Input Validation and Sanitization
Input Validation and Sanitization
Input validation forms the first line of defense against many common attacks. In Python, every piece of external input—whether from web forms, API calls, command-line arguments, or file uploads—must be validated before use. Python's dynamic typing means that type confusion attacks are possible if input types aren't explicitly checked. Always validate both the type and content of input data.
import re
from typing import Optional
import ipaddress
from email_validator import validate_email, EmailNotValidError
class InputValidator:
@staticmethod
def validate_username(username: str) -> str:
"""Validate username with strict rules"""
if not isinstance(username, str):
raise ValueError("Username must be a string")
if len(username) < 3 or len(username) > 20:
raise ValueError("Username must be between 3 and 20 characters")
# Only allow alphanumeric characters and underscores
if not re.match(r'^[a-zA-Z0-9_]+$', username):
raise ValueError("Username can only contain letters, numbers, and underscores")
# Prevent SQL injection attempts
sql_keywords = ['DROP', 'DELETE', 'INSERT', 'UPDATE', 'SELECT', 'UNION']

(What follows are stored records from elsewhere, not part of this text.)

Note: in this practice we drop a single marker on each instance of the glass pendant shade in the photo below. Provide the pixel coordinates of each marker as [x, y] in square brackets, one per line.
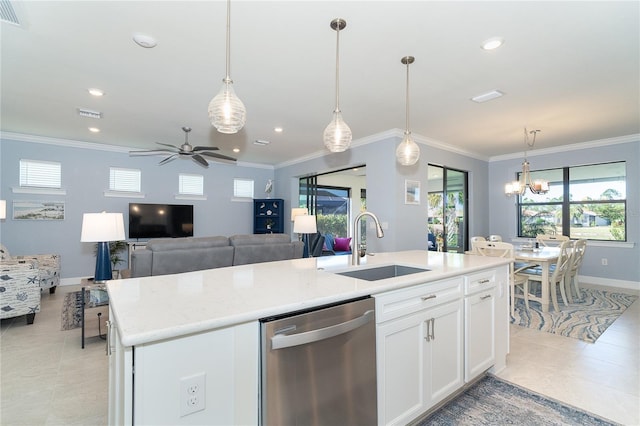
[337, 135]
[226, 111]
[408, 152]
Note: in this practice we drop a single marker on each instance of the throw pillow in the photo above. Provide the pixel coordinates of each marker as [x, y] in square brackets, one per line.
[342, 244]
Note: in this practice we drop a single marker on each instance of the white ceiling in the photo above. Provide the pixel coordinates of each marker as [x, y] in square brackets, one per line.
[571, 69]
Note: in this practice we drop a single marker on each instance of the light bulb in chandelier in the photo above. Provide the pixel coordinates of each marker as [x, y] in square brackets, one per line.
[226, 111]
[337, 135]
[407, 152]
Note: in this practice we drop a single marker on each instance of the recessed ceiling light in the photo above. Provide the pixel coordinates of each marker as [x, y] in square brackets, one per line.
[492, 43]
[96, 92]
[144, 40]
[487, 96]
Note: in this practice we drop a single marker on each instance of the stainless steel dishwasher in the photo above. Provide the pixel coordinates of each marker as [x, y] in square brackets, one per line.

if any(keyword in username.upper() for keyword in sql_keywords):
raise ValueError("Username contains invalid keywords")
return username.strip()
@staticmethod
def validate_email_address(email: str) -> str:
"""Validate email with proper library"""
try:
# This performs comprehensive validation
valid = validate_email(email)
return valid.email
except EmailNotValidError as e:
raise ValueError(f"Invalid email: {str(e)}")
@staticmethod
def validate_ip_address(ip: str) -> str:
"""Validate IP address format"""
try:
# This validates both IPv4 and IPv6
ip_obj = ipaddress.ip_address(ip)
# Additional check for private/reserved IPs if needed
if ip_obj.is_private:
raise ValueError("Private IP addresses not allowed")
return str(ip_obj)
except ValueError:
raise ValueError("Invalid IP address format")
@staticmethod
def sanitize_html_input(html: str) -> str:
"""Sanitize HTML input to prevent XSS"""
import bleach
# Define allowed tags and attributes
allowed_tags = ['p', 'br', 'strong', 'em', 'u', 'i', 'b']
allowed_attributes = {}
# Clean the HTML
cleaned = bleach.clean(
html,
tags=allowed_tags,
attributes=allowed_attributes,
strip=True
)
return cleaned